Experts have professional credibility, advisors build deep personal trust. There’s a difference. Credibility creates respect for your knowledge. Clients believe that your data is accurate and your information useful. But when clients trust you on a personal level, they know you will always come through for them. Trust, which is the glue that holds together every long-term client relationship, is much deeper than credibility. It’s a client’s belief that you will act in their best interests and personally uphold the highest standards of integrity and competency, both inside and outside the office. When a client trusts you, anything is possible—your recommendations carry more weight, and when you propose an additional sale, your client sees sincerity, not salesmanship.

Experts analyze, advisors synthesize. Experts tear a problem down into its constituent parts and analyze each one. Advisors are also good at analysis, but more importantly, they synthesize—they help clients see the big picture. To some extent, good analysis is a commodity, but good big picture thinking is much rarer and it’s treasured by clients. Our educational system emphasizes good analysis—breaking down a problem into pieces and analyzing each bit separately. Synthesis, in contrast, is big-picture thinking—finding patterns, identifying key issues, framing ideas in a way that clarifies them, and creating new ideas out of old data. Synthesis provides the new perspectives that clients are always looking for.

Experts also tend to be reactive. They wait for the call. And if they are proactive, it’s all about selling their particular solution. A common complaint that clients make to me is that their external service providers do not sufficiently connect to their agenda of critical priorities. Whatever work you are doing for a client, no matter how technical or specialized, you must always relate it to your client’s broader agenda of three to five major priorities or goals. So advisors are proactive—they are agenda setters who seek to understand, shed light on, and improve their clients’ most important goals. 

This distinction is not academic. It has very practical implications. For example, when you have the expert mindset, you are only comfortable holding a client meeting when you have a specific idea to propose or something to deliver to the client. Advisors, in contrast, lower their threshold for a client meeting and end up with more face time with their clients. They know that they can go and have a great conversation with their client by talking about what they are seeing in the marketplace and asking some thoughtful questions about the client’s evolving priorities.

Here are six immediate things you can start doing—or do more of—that will put you more firmly in the client advisor, versus expert for hire, role:

1.      Thoroughly explore and understand your client’s priorities and goals before you accept an engagement.

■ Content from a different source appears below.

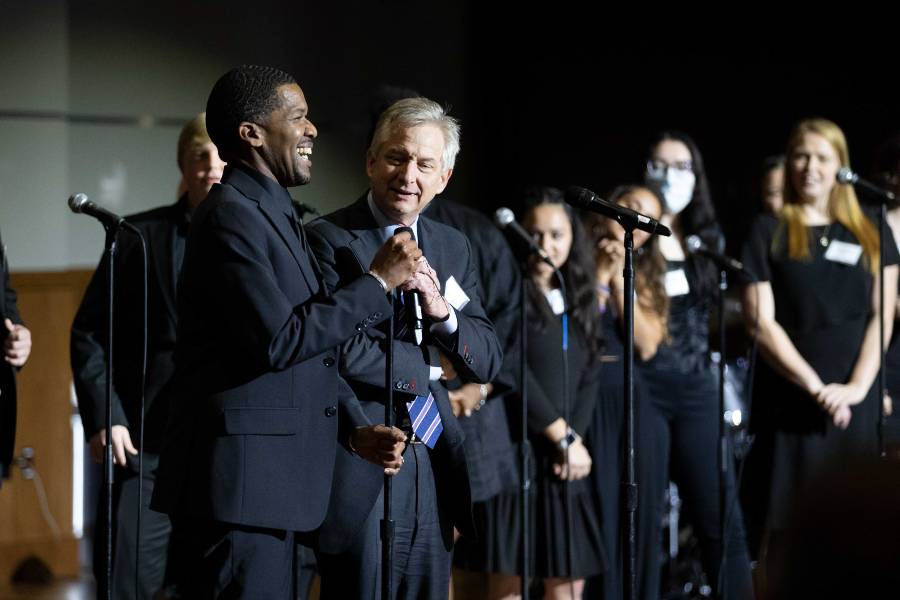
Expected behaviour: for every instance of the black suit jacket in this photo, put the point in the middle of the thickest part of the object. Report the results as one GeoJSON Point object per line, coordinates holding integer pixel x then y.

2.      Spend time preparing more thoughtful questions for your client meetings.

3.      Stop bringing so much paper to meetings. Try using a short, half-page outline to guide a client discussion, rather than lots of slides or charts.

4.      Get to know your clients as people. Try to understand where they come from, what their values are, and how they like to make decisions.

5.      Don’t say, “My client knows what I do and will call when he has a need.” Be proactive and regularly go to see him with ideas and suggestions.

6.      Add value between searches. This is the most important thing you can do, as an executive search consultant, to generate more leads and be seen as a trusted advisor.